Why numerical measures? Mean and Median

As we show in previous example only graphical representation of quantitative variable is not enough. Using graphical representation we can only get a rough estimate for the center and spread. A description of the distribution of a quantitative variable must include, in addition to the graphical display, a more precise numerical description of the center and spread of the distribution. So we learn:

• how to quantify the center and spread of a distribution with various numerical measures.
• Few important properties of numerical measures
• how to choose the appropriate numerical measures of center and spread to supplement the histogram/graphical representation.

Measue of Center (1 of 2):
Two most important measure of center of a distribution are mean and median. These two have completely different approach and idea of describing center of a distribution.

• Mean/Arithmetic mean: is the sum of the observations (values) divided by the number(count) of observations. If X1, X2, X3,...Xn are total 'n' number of observations then their mean X̄ (x bar) is :
  
  X̄ = (X1 + X2 + X3 + ... + Xn)/ n
  
  Lets take one example using random values. We use R's runif function to generate 10 random values and then compute its mean:

  
  # runif will generate 10 random observation/values.
  > observation <- runif(10) 
  > print(observation) 
   [1] 0.7080567 0.6582278 0.2415265 0.4169798 0.4172357 0.2258143 0.3805531
   [8] 0.4568466 0.5952122 0.4650702
  > mean(observation)
  [1] 0.4565523
  > sum(observation)/10.00
  [1] 0.4565523
  

  
  If we take our Best Actress Oscar winners from 1970 to 2001 example then following are the different age when actress have won Oscar:
  34 34 26 37 42 41 35 31 41 33 30 74 33 49 38 61 21 41 26 80 43 29 33 35 45 49 39 34 26 25 35 33
  
  Their sum: 34+34+26+37+42......+35+33=1233
  and their count (total number of observations): 32. Hence the mean age of this dataset is :
  X̄ = 1233/32 = 38.5
  
  
• Median: M is the center/midpoint of the distribution.
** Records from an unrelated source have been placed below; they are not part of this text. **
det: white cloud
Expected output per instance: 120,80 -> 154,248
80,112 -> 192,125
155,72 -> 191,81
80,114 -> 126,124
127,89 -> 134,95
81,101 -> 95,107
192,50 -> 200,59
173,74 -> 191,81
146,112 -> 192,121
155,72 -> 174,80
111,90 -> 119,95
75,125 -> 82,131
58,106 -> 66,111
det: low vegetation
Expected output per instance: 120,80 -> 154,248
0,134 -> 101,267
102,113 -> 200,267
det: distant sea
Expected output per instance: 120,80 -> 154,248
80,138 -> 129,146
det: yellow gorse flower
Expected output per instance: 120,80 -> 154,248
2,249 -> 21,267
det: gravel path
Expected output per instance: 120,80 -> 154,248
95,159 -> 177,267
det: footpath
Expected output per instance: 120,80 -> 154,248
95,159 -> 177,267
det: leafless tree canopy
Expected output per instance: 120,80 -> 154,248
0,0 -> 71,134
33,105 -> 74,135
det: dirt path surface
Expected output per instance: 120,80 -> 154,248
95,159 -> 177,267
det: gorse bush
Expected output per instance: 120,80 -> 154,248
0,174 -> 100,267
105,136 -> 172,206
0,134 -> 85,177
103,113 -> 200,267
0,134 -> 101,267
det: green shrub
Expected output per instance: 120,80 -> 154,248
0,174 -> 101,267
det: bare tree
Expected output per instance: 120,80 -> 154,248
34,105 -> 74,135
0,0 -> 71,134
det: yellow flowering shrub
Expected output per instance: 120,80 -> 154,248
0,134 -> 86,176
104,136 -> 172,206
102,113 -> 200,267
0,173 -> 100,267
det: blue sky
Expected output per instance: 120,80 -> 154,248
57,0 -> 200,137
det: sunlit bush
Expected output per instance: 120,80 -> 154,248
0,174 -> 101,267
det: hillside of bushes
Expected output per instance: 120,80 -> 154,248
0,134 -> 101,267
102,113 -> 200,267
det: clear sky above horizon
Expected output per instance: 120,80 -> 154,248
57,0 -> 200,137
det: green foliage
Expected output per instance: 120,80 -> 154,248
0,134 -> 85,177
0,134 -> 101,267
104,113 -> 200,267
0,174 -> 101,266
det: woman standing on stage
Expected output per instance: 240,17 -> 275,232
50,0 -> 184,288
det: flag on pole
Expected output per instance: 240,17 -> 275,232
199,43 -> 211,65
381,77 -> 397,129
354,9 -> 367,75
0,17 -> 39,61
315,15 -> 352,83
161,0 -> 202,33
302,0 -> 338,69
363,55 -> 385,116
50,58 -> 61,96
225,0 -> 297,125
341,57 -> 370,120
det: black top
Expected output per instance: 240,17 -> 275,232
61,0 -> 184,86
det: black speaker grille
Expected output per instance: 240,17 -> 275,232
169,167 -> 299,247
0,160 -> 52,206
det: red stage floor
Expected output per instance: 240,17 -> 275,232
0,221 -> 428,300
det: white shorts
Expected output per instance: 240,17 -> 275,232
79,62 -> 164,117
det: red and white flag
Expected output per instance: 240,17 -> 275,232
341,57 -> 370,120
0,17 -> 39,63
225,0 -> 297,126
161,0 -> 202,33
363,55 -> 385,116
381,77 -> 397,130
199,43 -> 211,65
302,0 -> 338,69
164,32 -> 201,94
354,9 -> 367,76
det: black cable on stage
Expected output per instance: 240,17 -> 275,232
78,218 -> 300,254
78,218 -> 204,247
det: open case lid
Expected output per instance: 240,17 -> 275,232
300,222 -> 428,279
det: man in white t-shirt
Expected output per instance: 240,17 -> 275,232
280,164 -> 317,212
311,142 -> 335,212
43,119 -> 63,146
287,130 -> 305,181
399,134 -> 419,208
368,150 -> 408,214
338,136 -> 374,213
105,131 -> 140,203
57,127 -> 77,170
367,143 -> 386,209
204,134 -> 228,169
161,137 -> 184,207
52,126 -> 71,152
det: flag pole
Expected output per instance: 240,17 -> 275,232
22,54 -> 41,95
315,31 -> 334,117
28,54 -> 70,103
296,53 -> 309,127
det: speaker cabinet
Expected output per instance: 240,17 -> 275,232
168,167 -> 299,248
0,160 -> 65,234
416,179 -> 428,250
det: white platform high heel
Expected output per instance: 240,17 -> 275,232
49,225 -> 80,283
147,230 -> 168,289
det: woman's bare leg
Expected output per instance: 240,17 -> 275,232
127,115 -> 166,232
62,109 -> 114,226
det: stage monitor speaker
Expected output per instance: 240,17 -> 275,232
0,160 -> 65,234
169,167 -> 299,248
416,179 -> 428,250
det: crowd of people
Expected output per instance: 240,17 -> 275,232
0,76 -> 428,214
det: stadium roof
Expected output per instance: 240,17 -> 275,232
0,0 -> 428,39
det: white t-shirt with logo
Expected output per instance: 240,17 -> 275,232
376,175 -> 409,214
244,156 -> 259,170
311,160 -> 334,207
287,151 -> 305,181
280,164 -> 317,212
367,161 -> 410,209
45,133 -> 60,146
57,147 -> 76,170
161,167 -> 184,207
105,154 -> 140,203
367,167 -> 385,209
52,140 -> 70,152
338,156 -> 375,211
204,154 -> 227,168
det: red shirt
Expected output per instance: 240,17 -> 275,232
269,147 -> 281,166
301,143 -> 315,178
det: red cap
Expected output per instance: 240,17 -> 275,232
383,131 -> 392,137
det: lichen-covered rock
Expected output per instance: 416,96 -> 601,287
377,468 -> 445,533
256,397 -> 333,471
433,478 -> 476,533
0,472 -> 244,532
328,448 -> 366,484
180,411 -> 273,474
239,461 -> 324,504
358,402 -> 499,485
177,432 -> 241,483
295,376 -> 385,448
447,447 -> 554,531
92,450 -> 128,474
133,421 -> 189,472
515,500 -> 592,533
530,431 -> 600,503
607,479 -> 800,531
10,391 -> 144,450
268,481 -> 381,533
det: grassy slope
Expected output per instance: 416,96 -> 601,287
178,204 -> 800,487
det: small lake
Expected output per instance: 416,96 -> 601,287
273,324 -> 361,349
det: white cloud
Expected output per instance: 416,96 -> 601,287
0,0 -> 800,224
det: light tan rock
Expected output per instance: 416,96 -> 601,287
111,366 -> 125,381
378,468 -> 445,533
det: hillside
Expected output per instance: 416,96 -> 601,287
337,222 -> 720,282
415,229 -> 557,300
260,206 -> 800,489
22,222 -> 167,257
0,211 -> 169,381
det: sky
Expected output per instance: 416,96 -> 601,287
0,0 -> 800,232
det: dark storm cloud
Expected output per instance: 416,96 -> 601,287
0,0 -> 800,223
M is such a number that half of the the observations fall above and half fall below. To find the median:
  • Order the data from smallest to largest. (sort).
  • Consider whether n, the number of observations, is even or odd.
    • If n is odd, the median M is the center observation in the ordered list. This observation is the one "sitting" in the (n+1)/2 spot in the ordered list.
    • If n is even, the median M is the mean of the two center observations in the ordered list. These two observations are the ones "sitting" in the n/2 and n/2 + 1 spots in the ordered list.
  This is better explained using a visualization provided at course website: Now lets again take our Best Actress Oscar winners from 1970 to 2001 example, following are the ages:
  34 34 26 37 42 41 35 31 41 33 30 74 33 49 38 61 21 41 26 80 43 29 33 35 45 49 39 34 26 25 35 33
  
  We paste these values (ages) into simple R vector:

  >age = c(34, 34, 26, 37, 42, 41, 35, 31, 41, 33, 30, 74, 33, 49, 38, 61, 21, 41, 26, 80, 43, 29, 33, 35, 45, 49, 39, 34, 26, 25, 35, 33)
  
  # first check mean so we know that we have copied all values.
  >mean(age)
  [1] 38.53125
  # Good, in R we can order/sort this dataset with one command.
  >sort(age)
   [1] 21 25 26 26 26 29 30 31 33 33 33 33 34 34 34 35 35 35 37 38 39 41 41 41 42
  [26] 43 45 49 49 61 74 80
  >length(age)
  [1] 32
  # so we know its median would be mean of 16th and 17th  observation that (35+35)/2.
  > (sort(age)[16] + sort(age)[17])/2
  [1] 35
  # so the 16th observation is 35 and 17th is also 35, lets cross check using R's function.
  > median(age)
  [1] 35
  > median(sort(age))
  [1] 35
  # So R's median function correctly returns 35 even when dataset is not sorted. but if we do
  > (age[16]+age[17])/2
  [1] 41
  # then answer is incorrect since age dataset is not sorted.